► napoleon.org : Qui de vous deux a eu l’idée de ce roman graphique, peut-être vous deux ?
• Bruno Wennagel (illustrateur) : L’idée de ce roman graphique a germé il y a neuf ans maintenant, initialement sous la forme d’une application sur tablette, réalisée avec la maison d’édition Quelle Histoire. Nous voulions sortir un projet ambitieux, un objet numérique hybride entre le roman, l’animation, la bande dessinée et le podcast, dans lequel l’Empereur s’adresserait directement au public. Le choix de Vincent pour écrire le texte a été immédiat, et nous avons travaillé sur une première version sortie en 2013 sur les plateformes. La revue Historia, dirigée par Pierre Baron, nous avait parrainés et Francis Huster a eu la gentillesse de prêter sa voix au monologue de Napoléon. Les critiques avaient été très bonnes, mais la durée de vie d’une application n’est pas celle d’un livre. L’idée de l’adapter en livre nous trottait dans la tête depuis un moment et il y a un peu plus d’un an, nous avons décidé de lancer ce gros chantier : refonte complète des textes, nouvelle mise en scène, enrichissement de dizaines de nouvelles illustrations. 2021 est l’année du bicentenaire, ce qui nous a donné un surcroît de motivation pour arriver au résultat de ce tout nouveau roman graphique.

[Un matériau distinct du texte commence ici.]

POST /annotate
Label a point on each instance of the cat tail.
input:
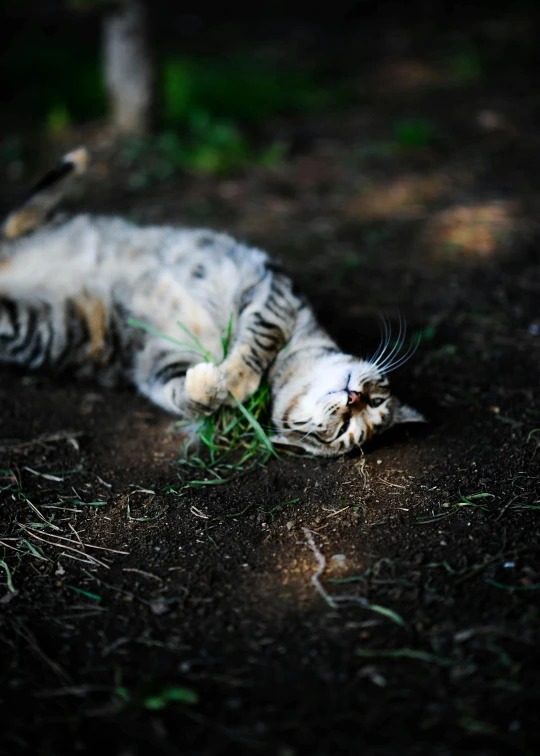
(45, 195)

► napoleon.org : Quelles ont été vos sources d’inspiration ?
• Bruno Wennagel (illustrateur) : Pour la partie graphique, l’influence se fait clairement du côté des comics d’outre-Atlantique. L’univers sombre du comics « Sin city » se retrouve dans certaines planches, mais je voulais également une mise en scène qui se rapproche quelquefois du cinéma ou du jeu vidéo, d’où beaucoup de références photos et vidéos, réalisées spécifiquement pour donner cet aspect réaliste. Il y a également un gros travail fait à partir de gravures et de tableaux d’époque, tous revisités dans ce même style sombre, avec des couleurs franches, qui tranchent avec la plume de Vincent et créent le contraste que l’on voulait.

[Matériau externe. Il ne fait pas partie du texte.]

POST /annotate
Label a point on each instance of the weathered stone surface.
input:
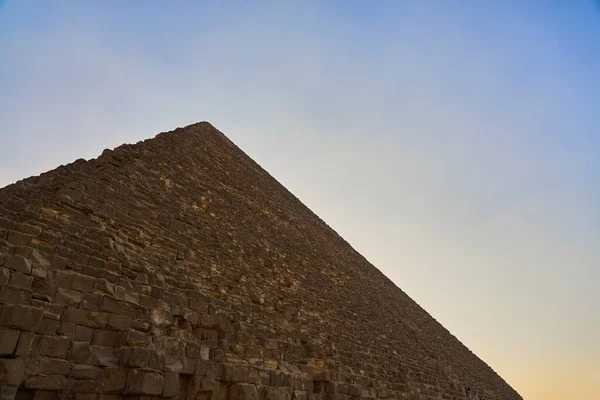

• Vincent Mottez (auteur) : En ce qui concerne les textes, il y a d’abord la lecture des sources, à commencer par l’incontournable Mémorial de Sainte-Hélène de Las Cases et les mémoires des autres généraux, compagnons d’exil. Elles nous permettent de connaître l’opinion rétrospective de Napoléon – quoique rapportée et peut-être parfois biaisée – sur les grands événements de sa vie. Plusieurs citations ont été utilisées pour s’approcher non seulement de sa pensée mais aussi de son phrasé. Il y a ensuite les nombreux livres d’histoire de l’Empire, qui amènent un regard objectif, en particuliers ceux de Jean Tulard, de Charles-Eloi Vial, Jacques-Olivier Boudon, Pierre Branda, Patrice Gueniffey et bien sûr Thierry Lentz, qui nous a fait l’amitié et l’honneur d’une préface. Au-delà du matériel historique, il y a la recherche d’un style et d’une tonalité qui puisent dans les œuvres de fiction. Par exemple, j’aime beaucoup l’écriture de Sacha Guitry dans Le Diable Boiteux ou dans son Napoléon, avec beaucoup d’ironie derrière un langage châtié.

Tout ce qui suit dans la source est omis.